第3章 5話
ボーカルの最後のロングトーンが、赤い照明に溶けていく。
歓声が遅れて押し寄せる。
ドラムが締めの一打を叩き、ステージは暗転した。
やがてゆっくりと幕が閉じる。
「今日はありがとう! 次のNeon Constructも本気でやばいんで、最後まで楽しんでってください!」
明るい声がマイク越しに弾む。
自分たちの出番が終わった直後なのに、次のバンドを心から勧めている。その言い方に嫌味はなく、むしろ誇らしさのようなものすら滲んでいた。
照明が客席側まで戻る。
ざわざわとした空気の中、遠くから弾む声が飛んできた。
「あー! 千佳ー!」
「あ、呼ばれてる。
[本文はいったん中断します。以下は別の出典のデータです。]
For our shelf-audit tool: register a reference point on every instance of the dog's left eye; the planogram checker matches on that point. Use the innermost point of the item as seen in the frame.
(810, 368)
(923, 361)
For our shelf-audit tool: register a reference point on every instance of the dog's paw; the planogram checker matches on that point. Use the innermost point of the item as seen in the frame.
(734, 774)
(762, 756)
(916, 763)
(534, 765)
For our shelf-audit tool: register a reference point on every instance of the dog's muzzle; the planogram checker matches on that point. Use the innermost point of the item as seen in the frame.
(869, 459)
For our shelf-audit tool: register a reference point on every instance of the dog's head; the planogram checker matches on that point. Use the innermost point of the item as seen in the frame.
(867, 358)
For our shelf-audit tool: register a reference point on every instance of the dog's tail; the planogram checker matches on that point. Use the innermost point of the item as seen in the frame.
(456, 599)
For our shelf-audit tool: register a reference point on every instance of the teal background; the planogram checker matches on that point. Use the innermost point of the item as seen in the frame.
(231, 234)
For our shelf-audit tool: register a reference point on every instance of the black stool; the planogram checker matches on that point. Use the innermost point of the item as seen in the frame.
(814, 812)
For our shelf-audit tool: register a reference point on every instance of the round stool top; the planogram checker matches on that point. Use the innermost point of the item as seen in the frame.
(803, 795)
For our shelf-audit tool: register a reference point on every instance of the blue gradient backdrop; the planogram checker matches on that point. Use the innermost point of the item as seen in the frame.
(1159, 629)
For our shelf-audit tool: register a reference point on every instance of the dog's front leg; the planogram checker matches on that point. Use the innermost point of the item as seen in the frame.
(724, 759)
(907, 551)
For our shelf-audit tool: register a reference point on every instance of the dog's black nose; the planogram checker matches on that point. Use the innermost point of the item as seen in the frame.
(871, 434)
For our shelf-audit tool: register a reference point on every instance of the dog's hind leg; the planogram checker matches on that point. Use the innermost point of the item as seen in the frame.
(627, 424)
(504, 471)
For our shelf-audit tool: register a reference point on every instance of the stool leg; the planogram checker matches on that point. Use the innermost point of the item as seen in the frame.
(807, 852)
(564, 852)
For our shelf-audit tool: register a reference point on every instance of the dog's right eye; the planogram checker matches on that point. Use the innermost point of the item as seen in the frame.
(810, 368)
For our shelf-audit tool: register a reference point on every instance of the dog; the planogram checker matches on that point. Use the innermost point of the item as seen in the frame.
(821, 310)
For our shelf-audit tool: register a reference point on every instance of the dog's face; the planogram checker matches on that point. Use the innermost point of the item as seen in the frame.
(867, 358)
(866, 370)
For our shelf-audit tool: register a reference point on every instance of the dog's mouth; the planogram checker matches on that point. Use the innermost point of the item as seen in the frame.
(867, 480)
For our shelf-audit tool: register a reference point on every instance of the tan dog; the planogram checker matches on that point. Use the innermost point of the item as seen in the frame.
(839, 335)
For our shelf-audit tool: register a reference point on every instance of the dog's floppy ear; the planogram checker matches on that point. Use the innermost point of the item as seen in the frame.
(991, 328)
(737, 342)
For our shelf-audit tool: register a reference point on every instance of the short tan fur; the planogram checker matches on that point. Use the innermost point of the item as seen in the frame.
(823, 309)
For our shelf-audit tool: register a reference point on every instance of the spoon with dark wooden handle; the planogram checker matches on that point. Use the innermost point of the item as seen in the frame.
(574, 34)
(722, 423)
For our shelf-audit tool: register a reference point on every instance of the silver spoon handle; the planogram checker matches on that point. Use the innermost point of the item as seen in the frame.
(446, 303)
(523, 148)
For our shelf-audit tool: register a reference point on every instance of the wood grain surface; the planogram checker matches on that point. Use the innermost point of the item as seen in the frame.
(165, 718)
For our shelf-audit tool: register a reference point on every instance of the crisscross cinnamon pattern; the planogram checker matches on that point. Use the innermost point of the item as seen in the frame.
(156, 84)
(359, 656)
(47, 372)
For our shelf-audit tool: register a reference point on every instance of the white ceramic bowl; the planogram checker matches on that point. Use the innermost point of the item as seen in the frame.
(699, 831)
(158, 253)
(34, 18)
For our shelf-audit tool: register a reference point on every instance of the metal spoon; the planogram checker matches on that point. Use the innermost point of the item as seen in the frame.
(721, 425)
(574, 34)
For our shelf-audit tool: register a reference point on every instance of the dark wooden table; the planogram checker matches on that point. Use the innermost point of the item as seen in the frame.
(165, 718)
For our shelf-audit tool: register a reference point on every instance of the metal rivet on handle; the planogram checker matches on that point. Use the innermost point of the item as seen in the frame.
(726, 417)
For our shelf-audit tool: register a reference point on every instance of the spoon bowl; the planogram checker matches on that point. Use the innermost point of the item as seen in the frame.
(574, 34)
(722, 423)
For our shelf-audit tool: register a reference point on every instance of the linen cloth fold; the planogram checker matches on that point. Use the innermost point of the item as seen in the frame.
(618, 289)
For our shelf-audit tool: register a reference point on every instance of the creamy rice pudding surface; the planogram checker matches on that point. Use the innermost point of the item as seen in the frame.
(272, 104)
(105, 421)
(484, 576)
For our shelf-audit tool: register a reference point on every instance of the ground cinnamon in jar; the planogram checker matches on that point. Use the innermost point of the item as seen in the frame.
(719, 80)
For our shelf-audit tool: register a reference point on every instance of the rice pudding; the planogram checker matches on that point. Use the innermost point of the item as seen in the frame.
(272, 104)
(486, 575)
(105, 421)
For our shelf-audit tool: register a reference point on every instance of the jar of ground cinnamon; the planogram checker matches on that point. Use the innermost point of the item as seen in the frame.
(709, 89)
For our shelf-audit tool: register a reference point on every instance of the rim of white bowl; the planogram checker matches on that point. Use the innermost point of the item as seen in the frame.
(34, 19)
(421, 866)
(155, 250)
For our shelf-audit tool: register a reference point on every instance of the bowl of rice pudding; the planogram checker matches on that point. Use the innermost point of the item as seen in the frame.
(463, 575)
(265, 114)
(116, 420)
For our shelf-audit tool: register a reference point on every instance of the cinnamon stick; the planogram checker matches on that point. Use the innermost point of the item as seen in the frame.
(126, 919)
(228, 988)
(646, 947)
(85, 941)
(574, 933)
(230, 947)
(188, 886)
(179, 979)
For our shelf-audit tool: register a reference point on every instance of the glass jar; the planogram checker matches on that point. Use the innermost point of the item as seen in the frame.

お兄ちゃんちょっと行ってくるね」
美羽はぱっと顔を輝かせ、手を振りながら人混みの奥へ消えていく。
取り残された伸也は、ふと喉の奥の渇きに気づいた。
大声を出したわけでもない。
ジャンプしたわけでもない。
それなのに、身体の芯まで熱がこもっている。
ポケットから、受付でもらったドリンクチケットを取り出す。
少し汗で湿っている。
カウンターに差し出すと、スタッフが慣れた手つきでカップを取り出した。
「ジンジャーエール、ひとつお願いします」
氷が当たる乾いた音。
透明な液体の中で、細かい気泡が絶え間なく立ち上る。
それを受け取り、壁際へ戻る。
カップを傾ける。
炭酸が喉を刺し、胃の奥まで落ちていく。
一気に飲み干す。
冷たさが身体を縦に貫いた。
その瞬間だった。
照明が、すっと落ちる。
会場がざわめく。
だが、幕は閉じたまま。
ステージは闇の向こう。
次の瞬間。
ギターが鳴った。
鋭い。
さっきまでのバンドとは、音の質が違う。
歪んでいるのに輪郭が異様にくっきりしている。
空気を震わせるというより、切り裂く。
遅れてバスドラム。
重い。
腹ではない。
心臓のすぐ裏を、内側から叩かれる感覚。
思わず肩に力が入る。
ざわめきが消える。
誰もが、理解する。
“違う”と。
ベースが入る。
低音が床を這い、靴底から膝へ、膝から背骨へと這い上がる。
ドラムは正確すぎるほど正確だ。
一瞬の迷いもなく、一定の圧で刻み続ける。
ギターは容赦なくフレーズを重ねる。
派手ではない。
だが、圧倒的に強い。
幕の向こうで鳴っているだけなのに、空間が塗り替わっていくのが分かる。
さっきまでの熱とは違う。
もっと鋭く、もっと研ぎ澄まされた何か。
幕が、ゆっくりと上がりはじめる。
ほんのわずかな隙間。
スモークが流れ出る。
時間が引き延ばされたように感じる。
心拍がやけに大きい。
足元が見える。
黒いブーツ。
さらに上がる。
ドラムセット。
アンプの壁。
ベースのヘッド。
ギターのネック。
中央。
マイクスタンドを握る細い指。
もう少し。
幕が胸の高さまで上がる。
照明が当たる。
横顔。
その瞬間、伸也の呼吸が止まった。
見間違えるはずがない。
何度も見た横顔。
無表情に近い、あの静かな目。
光の中に立っているのは――
夏海だった。
思考が追いつかない。
喉がひゅっと鳴る。
手の力が抜ける。
空になったカップが、指から滑り落ちた。
床に当たり、軽い音を立てて転がる。
周囲の音が遠い。
視界が狭まる。
どうして。
なんで。
ここに。
幕が完全に上がる。
Neon Construct。
その中心に、夏海が立っている。
スポットライトの中で。
微動だにせず。
そして、マイクを握り直した。
その一瞬前。
伸也の時間だけが、止まっていた。